“Aren’t you afraid of death, Mr. Grant?”

“No, I am not. Why should I fear the best thing that, in its time, can come to me? Neither will you be afraid when it comes. It is not the dreadful thing it looks.”

“Why should it look dreadful if it is not dreadful?”

“That is a very proper question. It looks dreadful, and must look dreadful, to everyone who cannot see in it that which alone makes life not dreadful. If you saw a great dark cloak coming along the road as if it were round somebody, but nobody inside it, you would be frightened—would you not?”

“Indeed I should. It would be awful!”

“It would. But if you spied inside the cloak, and making it come towards you, the most beautiful loving face you ever saw—of a man carrying in his arms a little child—and saw the child clinging to him, and looking in his face with a blessed smile, would you be frightened at the black cloak?”

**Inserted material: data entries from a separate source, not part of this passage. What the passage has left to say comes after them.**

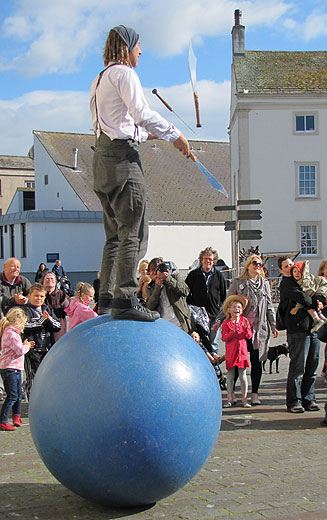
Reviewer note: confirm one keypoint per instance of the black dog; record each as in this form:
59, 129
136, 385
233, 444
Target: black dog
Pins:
274, 354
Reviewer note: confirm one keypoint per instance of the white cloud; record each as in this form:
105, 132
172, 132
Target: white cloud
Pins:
58, 35
41, 110
311, 26
69, 112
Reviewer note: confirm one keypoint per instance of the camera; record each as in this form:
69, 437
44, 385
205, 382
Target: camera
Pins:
163, 267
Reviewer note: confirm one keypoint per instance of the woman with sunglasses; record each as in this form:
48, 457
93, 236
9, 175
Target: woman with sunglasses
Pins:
260, 313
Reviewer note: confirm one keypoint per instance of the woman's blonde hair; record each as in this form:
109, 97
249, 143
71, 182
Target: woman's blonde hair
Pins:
83, 288
322, 266
116, 50
142, 263
14, 316
245, 273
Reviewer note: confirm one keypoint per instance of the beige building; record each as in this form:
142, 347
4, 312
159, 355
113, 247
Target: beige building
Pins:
15, 172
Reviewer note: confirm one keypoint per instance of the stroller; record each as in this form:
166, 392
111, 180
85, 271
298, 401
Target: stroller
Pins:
200, 324
65, 286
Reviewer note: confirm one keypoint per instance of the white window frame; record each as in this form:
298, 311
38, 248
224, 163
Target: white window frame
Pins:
305, 114
300, 230
306, 196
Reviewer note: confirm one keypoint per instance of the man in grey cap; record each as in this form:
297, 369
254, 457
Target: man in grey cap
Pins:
121, 119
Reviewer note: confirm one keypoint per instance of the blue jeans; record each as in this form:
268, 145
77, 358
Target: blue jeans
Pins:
304, 360
12, 380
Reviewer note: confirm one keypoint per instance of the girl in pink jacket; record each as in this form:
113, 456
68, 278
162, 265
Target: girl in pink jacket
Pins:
79, 308
235, 331
12, 365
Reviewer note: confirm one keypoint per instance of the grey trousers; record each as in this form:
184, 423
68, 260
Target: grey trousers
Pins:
120, 186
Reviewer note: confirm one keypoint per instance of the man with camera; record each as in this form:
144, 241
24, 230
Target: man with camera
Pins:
208, 289
167, 295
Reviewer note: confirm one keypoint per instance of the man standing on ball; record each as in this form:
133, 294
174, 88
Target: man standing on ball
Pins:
120, 114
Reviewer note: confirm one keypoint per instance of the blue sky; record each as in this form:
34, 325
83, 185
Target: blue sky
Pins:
51, 51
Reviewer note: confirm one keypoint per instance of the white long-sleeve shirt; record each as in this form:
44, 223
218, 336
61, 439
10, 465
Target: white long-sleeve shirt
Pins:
121, 104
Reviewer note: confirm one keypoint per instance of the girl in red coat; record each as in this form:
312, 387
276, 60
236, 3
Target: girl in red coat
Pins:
235, 331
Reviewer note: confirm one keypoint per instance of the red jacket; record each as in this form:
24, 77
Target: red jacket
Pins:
236, 344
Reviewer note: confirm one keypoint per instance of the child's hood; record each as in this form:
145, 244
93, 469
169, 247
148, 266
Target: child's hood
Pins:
72, 307
303, 267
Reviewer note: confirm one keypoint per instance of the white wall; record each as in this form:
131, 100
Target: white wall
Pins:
182, 244
46, 195
273, 149
80, 245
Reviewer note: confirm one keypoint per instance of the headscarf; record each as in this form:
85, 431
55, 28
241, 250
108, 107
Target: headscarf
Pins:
128, 35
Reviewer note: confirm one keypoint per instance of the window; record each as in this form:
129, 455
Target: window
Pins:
23, 240
12, 240
307, 180
308, 239
1, 243
306, 123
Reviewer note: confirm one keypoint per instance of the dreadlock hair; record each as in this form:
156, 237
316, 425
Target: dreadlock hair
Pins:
116, 50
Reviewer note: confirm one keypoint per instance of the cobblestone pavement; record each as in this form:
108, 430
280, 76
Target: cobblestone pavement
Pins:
267, 464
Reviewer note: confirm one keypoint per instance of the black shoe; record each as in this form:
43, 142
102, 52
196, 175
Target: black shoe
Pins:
136, 313
312, 407
297, 408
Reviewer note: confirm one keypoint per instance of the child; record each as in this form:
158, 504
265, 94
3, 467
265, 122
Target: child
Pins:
235, 331
39, 327
57, 300
312, 286
142, 292
12, 365
78, 309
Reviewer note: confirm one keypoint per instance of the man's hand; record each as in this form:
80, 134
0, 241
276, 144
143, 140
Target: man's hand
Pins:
20, 299
182, 145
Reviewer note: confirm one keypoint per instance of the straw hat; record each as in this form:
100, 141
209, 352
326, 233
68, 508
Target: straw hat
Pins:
234, 298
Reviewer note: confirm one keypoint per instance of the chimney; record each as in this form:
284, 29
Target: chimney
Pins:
75, 154
238, 32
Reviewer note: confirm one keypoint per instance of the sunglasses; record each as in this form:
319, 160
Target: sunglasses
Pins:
257, 264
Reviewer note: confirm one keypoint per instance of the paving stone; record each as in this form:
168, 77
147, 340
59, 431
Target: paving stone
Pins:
267, 465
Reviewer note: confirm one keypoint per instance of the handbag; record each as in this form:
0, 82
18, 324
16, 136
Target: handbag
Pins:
322, 333
280, 320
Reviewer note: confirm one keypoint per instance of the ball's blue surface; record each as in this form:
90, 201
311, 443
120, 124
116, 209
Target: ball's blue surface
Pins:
125, 412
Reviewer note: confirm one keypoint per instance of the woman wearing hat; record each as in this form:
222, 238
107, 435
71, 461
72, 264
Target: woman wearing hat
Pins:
260, 313
236, 330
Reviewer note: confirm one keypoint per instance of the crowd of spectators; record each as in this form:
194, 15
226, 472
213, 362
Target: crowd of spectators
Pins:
198, 305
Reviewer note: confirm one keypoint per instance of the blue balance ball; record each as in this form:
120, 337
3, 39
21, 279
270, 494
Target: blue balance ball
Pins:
125, 412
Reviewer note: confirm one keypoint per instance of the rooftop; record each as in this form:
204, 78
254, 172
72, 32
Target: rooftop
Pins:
176, 189
285, 72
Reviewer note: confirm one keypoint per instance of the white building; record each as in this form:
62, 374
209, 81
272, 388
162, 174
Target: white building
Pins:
278, 130
67, 220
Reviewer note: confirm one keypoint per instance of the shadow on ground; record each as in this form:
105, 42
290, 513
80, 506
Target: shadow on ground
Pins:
54, 502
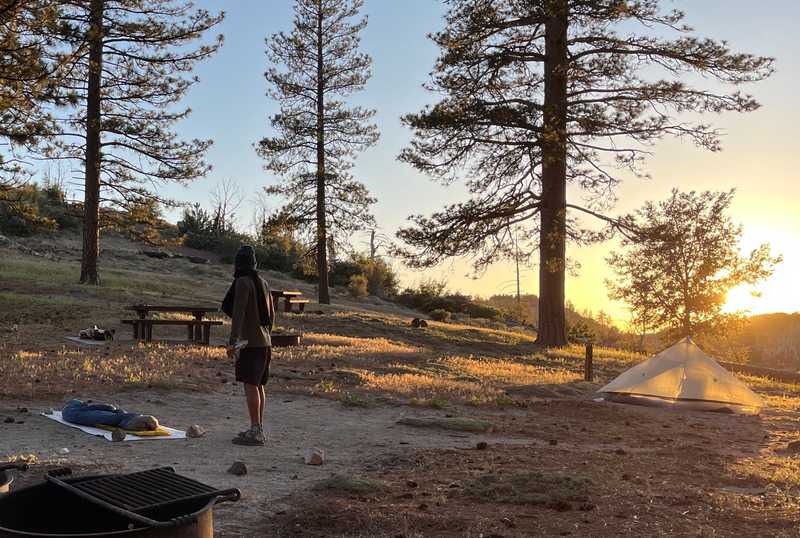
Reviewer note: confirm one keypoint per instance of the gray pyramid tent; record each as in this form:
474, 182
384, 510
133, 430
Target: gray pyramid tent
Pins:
684, 376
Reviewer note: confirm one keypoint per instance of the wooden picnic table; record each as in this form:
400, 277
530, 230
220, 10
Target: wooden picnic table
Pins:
290, 298
198, 329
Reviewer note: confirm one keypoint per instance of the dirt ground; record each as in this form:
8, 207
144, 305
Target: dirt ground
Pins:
349, 436
514, 443
641, 471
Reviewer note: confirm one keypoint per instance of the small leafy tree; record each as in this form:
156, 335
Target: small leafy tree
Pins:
317, 134
677, 274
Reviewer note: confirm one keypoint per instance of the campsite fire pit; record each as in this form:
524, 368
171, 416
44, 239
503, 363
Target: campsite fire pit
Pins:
157, 503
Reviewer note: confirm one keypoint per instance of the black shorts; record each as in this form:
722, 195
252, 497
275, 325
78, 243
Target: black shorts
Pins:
252, 366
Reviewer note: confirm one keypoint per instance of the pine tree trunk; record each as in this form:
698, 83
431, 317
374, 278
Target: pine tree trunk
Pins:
552, 250
322, 230
91, 204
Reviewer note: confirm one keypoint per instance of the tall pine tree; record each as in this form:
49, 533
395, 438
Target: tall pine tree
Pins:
542, 94
27, 80
133, 63
317, 134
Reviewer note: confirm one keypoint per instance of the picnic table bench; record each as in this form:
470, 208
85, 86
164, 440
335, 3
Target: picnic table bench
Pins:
291, 298
198, 329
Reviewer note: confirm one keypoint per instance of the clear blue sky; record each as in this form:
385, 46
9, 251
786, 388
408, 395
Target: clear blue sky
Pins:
760, 157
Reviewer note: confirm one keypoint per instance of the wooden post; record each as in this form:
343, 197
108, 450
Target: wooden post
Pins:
588, 370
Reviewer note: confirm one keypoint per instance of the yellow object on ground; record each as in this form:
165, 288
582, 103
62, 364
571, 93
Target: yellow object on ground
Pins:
160, 432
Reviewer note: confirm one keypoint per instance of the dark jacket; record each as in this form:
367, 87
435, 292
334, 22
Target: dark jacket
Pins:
245, 318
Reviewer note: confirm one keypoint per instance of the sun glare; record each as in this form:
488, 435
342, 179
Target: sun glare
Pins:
774, 295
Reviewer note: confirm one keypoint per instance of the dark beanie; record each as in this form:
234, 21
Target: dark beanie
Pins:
245, 258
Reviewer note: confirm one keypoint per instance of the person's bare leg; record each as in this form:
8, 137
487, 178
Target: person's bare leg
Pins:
263, 395
253, 397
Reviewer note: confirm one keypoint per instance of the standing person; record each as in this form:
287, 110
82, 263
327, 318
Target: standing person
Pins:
252, 312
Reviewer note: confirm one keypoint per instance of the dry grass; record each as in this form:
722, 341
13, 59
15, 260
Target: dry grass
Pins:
500, 371
556, 491
349, 484
66, 370
429, 386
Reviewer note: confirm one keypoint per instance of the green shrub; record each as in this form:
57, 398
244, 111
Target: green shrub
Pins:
358, 286
31, 209
430, 295
439, 314
579, 332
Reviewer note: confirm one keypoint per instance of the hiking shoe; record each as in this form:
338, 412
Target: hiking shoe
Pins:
250, 429
252, 437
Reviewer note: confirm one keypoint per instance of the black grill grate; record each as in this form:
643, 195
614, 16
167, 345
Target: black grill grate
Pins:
145, 490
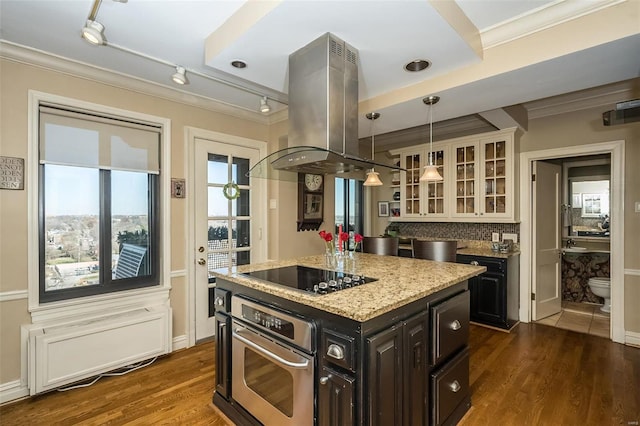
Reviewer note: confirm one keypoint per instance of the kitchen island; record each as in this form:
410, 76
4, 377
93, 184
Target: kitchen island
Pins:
391, 351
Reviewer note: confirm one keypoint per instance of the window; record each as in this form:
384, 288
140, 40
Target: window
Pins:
348, 202
98, 195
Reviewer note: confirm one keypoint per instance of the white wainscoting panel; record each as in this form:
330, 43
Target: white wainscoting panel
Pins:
66, 353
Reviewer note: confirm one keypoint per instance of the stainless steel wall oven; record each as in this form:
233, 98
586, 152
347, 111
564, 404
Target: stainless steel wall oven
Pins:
273, 367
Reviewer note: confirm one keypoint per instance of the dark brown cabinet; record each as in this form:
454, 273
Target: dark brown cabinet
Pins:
405, 367
223, 354
397, 374
495, 293
336, 395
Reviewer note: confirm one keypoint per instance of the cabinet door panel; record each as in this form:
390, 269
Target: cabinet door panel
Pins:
223, 354
415, 339
385, 377
490, 298
450, 327
335, 399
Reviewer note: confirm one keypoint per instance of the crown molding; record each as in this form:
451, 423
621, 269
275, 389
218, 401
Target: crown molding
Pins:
602, 96
542, 18
34, 57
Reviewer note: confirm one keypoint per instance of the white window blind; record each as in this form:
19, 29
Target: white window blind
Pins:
77, 139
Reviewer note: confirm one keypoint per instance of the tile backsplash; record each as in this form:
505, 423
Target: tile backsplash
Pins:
458, 230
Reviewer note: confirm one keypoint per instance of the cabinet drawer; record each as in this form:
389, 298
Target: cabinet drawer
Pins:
450, 387
449, 327
338, 349
222, 300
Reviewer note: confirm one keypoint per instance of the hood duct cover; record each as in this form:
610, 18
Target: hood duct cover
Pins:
323, 114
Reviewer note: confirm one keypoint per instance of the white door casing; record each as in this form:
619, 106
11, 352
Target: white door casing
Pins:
201, 144
527, 231
547, 280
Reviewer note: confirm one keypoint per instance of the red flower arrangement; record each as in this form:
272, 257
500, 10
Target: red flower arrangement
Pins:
342, 238
357, 238
328, 239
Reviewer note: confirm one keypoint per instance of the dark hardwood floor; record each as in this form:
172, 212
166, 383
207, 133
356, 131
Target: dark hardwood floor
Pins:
536, 375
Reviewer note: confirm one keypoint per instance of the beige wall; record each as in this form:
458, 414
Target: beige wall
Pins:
585, 127
15, 81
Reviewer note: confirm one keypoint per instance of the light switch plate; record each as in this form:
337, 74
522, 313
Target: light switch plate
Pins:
512, 237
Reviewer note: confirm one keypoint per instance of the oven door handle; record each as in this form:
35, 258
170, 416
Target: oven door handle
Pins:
269, 354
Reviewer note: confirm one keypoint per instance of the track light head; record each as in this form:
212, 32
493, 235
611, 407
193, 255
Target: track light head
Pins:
264, 105
180, 76
93, 32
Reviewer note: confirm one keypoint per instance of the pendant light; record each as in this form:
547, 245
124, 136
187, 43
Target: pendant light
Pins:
372, 175
430, 170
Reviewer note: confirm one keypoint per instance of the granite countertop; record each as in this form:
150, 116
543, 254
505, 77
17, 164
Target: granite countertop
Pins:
400, 281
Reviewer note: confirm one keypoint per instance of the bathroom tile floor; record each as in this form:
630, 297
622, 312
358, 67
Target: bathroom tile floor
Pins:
580, 317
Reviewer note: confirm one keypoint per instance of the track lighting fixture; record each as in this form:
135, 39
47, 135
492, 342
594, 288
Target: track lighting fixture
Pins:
373, 178
180, 76
93, 32
264, 105
431, 170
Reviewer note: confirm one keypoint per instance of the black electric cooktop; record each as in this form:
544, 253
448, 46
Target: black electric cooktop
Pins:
312, 280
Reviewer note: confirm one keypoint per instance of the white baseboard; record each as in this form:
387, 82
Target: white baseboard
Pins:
631, 338
179, 342
13, 390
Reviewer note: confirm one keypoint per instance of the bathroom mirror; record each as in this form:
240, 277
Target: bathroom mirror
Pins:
589, 207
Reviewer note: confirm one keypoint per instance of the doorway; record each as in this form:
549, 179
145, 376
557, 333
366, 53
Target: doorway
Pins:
577, 226
529, 232
228, 216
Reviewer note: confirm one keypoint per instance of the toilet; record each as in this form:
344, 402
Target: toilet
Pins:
601, 286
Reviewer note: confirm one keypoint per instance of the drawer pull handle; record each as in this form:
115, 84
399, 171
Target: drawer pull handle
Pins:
324, 380
335, 351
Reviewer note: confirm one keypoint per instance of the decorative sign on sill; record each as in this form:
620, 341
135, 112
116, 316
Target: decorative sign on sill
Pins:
178, 188
11, 173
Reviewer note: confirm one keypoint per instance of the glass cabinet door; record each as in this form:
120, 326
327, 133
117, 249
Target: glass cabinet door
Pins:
435, 190
465, 179
413, 163
495, 175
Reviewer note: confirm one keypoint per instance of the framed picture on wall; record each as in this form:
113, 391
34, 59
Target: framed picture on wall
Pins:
591, 205
576, 202
383, 208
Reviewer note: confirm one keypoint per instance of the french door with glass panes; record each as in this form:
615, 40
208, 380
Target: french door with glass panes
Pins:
227, 228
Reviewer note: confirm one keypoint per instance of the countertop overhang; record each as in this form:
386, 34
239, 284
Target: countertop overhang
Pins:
399, 281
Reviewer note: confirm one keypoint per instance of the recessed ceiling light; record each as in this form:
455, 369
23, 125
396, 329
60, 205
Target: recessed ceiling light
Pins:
238, 64
264, 105
93, 32
180, 76
417, 65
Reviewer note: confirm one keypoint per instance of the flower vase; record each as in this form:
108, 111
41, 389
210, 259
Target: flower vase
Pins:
350, 261
330, 261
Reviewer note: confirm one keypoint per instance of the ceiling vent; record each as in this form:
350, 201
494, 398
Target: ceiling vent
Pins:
625, 112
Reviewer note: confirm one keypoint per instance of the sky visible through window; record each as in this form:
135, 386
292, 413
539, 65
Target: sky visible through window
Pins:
76, 192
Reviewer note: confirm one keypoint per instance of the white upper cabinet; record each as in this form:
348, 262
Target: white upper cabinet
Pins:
479, 174
423, 199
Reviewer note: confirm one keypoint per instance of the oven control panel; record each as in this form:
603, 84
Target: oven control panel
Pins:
269, 321
291, 328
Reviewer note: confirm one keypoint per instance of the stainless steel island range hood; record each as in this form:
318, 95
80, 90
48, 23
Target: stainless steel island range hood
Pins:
323, 113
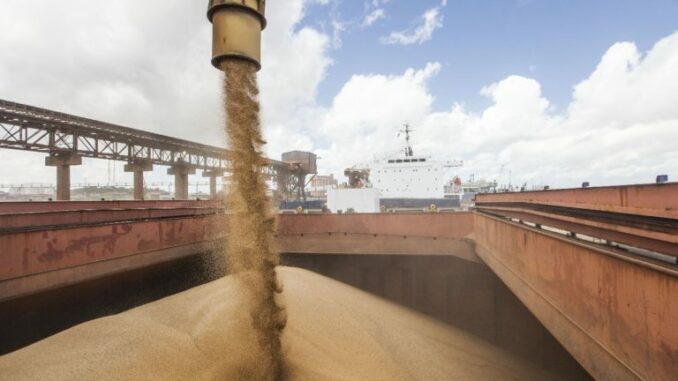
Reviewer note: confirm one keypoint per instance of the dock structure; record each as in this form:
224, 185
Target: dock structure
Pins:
595, 266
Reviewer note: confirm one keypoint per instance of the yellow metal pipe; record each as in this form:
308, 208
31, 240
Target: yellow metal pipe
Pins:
236, 30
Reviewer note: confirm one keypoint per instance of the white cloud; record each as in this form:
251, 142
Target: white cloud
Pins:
374, 16
135, 65
431, 20
621, 126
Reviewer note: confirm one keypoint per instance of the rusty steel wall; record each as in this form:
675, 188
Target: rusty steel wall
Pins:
618, 317
656, 200
382, 234
33, 259
455, 291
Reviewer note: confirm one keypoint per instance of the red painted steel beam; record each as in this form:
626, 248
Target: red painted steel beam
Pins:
616, 314
655, 200
665, 241
51, 206
72, 218
34, 260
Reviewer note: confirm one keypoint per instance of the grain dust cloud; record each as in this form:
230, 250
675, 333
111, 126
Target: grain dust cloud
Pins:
251, 223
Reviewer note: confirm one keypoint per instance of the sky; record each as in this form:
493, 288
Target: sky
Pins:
535, 91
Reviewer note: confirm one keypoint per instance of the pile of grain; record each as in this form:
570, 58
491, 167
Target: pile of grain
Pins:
334, 332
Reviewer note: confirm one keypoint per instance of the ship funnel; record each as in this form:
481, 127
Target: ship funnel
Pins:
236, 30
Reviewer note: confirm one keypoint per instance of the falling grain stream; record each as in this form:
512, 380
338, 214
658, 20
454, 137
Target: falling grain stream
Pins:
251, 224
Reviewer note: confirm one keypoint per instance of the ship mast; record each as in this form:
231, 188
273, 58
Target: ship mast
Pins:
408, 148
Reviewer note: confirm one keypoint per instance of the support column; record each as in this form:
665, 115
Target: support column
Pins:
213, 174
138, 167
181, 172
63, 162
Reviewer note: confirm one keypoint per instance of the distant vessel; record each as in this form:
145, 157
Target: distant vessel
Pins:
399, 181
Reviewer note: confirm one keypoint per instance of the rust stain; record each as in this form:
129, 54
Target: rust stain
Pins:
84, 245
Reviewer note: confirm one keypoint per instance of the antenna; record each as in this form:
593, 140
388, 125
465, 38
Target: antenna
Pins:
408, 148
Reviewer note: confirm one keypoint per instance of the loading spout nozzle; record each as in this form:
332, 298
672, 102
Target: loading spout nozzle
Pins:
236, 30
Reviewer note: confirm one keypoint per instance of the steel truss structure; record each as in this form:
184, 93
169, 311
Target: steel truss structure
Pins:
29, 128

“No; that would be silly.”

“You have your answer! The thing that makes death look so fearful is that we do not see inside it. Those who see only the black cloak, and think it is moving along of itself, may well be frightened; but those who see the face inside the cloak, would be fools indeed to be frightened! Before Jesus came, people lived in great misery about death; but after he rose again, those who believed in him always talked of dying as falling asleep; and I daresay the story of Lazarus, though it was not such a great thing after the rising of the Lord himself, had a large share in enabling them to think that way about it.”

When they went home, Davie, running up to lady Arctura’s room, recounted to her as well as he could the conversation he had just had with Mr. Grant.

“Oh, Arkie!” he said, “to hear him talk, you would think Death hadn’t a leg to stand upon!”